However, American politics is back to its old tricks; politicians are stealing a woman's autonomy. A woman's control over her own body has been seized throughout the country. States like Ohio and Alabama are banning abortion as early as six weeks. This is before most women realize they're pregnant. These so-called "heartbeat" bills perpetuate the dangerous narrative that a heartbeat automatically signifies life, thus satisfying pro-life narratives of a heartbeat that trigger high emotions.

Remember, a heartbeat does not mean life is viable.

In this situation, the vastly premature heartbeat in a zygote the size of a rice grain is not viable. A brain-dead human on life-support is not a viable case for life, but their heart continues to beat. These policies are not "saving" lives because there is no viable life.

These are the facts, this is the science.

Religion is important to many, and your faith must be respected. However, your faith has nothing to do with American politics. Your faith is a personal journey, not a way of governing a body of people. The controversial political commentator, Tomi Lahren, tweeted against the restrictive policies being passed by states like Ohio and Alabama. Paraphrasing, she argues that the Constitution outlines the right to one's own autonomy, a right being violated by legislators throughout the nation with anti-abortion laws. Her argument is sound and makes sense. What grants one person the authority to control someone else's body?
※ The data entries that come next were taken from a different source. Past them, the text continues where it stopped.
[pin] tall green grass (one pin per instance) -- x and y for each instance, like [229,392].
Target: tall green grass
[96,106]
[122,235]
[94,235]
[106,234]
Not only has American society misinterpreted the viability of life of a zygote, but it has also misinterpreted the meaning of pro-life.

Being pro-life does not stop after birth.

Therefore, people's decisions about choosing life should not be judged by society. Too often, our society is quick to jump on the actions of other people and shame them for choosing life. The teenager that's pregnant chose life, but her actions are shunned by society. People react in horror with stories of teen pregnancy. The mom with kids from different fathers is judged for being a slut, but she chose life as well. The single mom on welfare is shamed, but she chose life.

The problem with a pro-life argument is the major lack of support for the mother's choices.

Sure, pro-life views may align with religion or morals, but support shouldn't deplete after birth. If America will take the pro-life stance, politicians need to promote policies that improve the foster care system, welfare programs, and government assistance. One cannot force women to have children that they would have otherwise aborted and not promote infrastructures to support mothers that chose life.